"We've decided on an ambitious road map," Sarkozy told Algerian newspapers, referring to proposals on trade, investment, energy, and security with the gas-exporting nation.
He was ready to go "further" to build military co-operation and was "very open" to more arms sales to Algeria, he said.
Algeria is a former French colony while Tunisia, like France's closest Maghreb ally Morocco, was once a protectorate.
Sarkozy had been due to go on to Morocco but officials in Rabat, the capital, postponed it due to "scheduling problems".
The Moroccan move surprised many in the region, and some diplomats said the real reason was Rabat was annoyed Sarkozy was starting his tour in regional rival Algeria.
There has been no official comment from Rabat.
Morocco's leaders are close to Jacques Chirac, Sarkozy's predecessor, and enjoyed Chirac's support on the Western Sahara dispute, the main bone of contention in Moroccan-Algerian ties.
Sarkozy wants a new style in France's Africa policy, which he has said under Chirac was a cosy network of personal ties.
In an interview with Algeria's El Watan and El Khabar newspapers, Sarkozy defended France's longstanding refusal to apologise for colonial misdeeds in Algeria, saying leaders should focus on the future and not "beat their breasts".

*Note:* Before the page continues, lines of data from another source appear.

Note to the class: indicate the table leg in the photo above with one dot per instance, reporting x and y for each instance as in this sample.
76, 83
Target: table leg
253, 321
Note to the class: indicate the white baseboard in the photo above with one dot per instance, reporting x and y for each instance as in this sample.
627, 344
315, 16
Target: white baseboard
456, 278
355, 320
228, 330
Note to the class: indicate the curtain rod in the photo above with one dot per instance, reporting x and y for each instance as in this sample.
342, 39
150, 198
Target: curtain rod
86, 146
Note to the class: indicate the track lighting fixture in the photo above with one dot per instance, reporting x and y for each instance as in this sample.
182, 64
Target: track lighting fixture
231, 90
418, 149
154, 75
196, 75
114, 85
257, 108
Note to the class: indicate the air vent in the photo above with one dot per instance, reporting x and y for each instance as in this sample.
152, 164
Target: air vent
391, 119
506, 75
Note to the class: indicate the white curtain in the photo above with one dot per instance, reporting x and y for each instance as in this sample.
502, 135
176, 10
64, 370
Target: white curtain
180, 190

Algeria, France's touchiest former overseas possession, has long demanded France apologise for killings during 132 years of colonial rule which ended with independence in 1962.
Sarkozy said: "Young people on either side of the Mediterranean are looking to the future more than the past and what they want are concrete things."

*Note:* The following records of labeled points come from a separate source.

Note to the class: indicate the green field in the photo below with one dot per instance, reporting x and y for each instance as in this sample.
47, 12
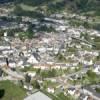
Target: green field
10, 91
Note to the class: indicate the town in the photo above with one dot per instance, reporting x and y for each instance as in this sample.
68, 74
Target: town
51, 58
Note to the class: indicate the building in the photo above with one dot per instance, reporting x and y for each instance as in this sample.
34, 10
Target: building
38, 96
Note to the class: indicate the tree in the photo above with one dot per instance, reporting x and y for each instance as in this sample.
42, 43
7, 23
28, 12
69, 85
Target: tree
27, 78
35, 84
30, 32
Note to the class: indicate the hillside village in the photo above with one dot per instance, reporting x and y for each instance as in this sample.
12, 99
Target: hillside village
51, 57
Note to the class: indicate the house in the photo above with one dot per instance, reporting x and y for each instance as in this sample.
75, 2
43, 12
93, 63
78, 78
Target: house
71, 90
91, 91
38, 96
50, 90
32, 60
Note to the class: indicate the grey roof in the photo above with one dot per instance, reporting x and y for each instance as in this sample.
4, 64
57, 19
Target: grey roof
38, 96
92, 91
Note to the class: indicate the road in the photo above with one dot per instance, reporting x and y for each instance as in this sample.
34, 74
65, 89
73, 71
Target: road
13, 74
69, 75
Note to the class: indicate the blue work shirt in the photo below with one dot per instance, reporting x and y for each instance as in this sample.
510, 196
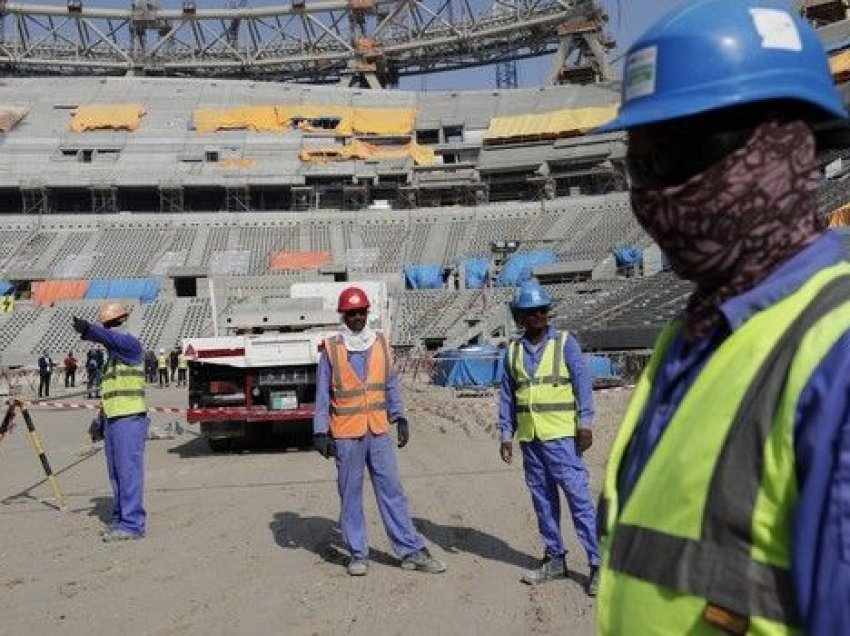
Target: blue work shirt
820, 563
532, 354
123, 346
359, 361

"They're not waiting for their leaders to simply drop everything and start mortifying themselves, or to beat their breasts, over the mistakes of the past because, in that case, there'd be lots to do on both sides."
Sarkozy's aides say he will explain his, as yet, vague plan for a Mediterranean Union, a formal partnership involving southern European countries and their North African neighbours.
Sarkozy also said French energy firms should have closer ties to Algerian oil and gas giant Sonatrach.
"We need to secure our gas supplies for the future, while Algeria can count on guaranteed and certain access to the French market and beyond to the European market," he said.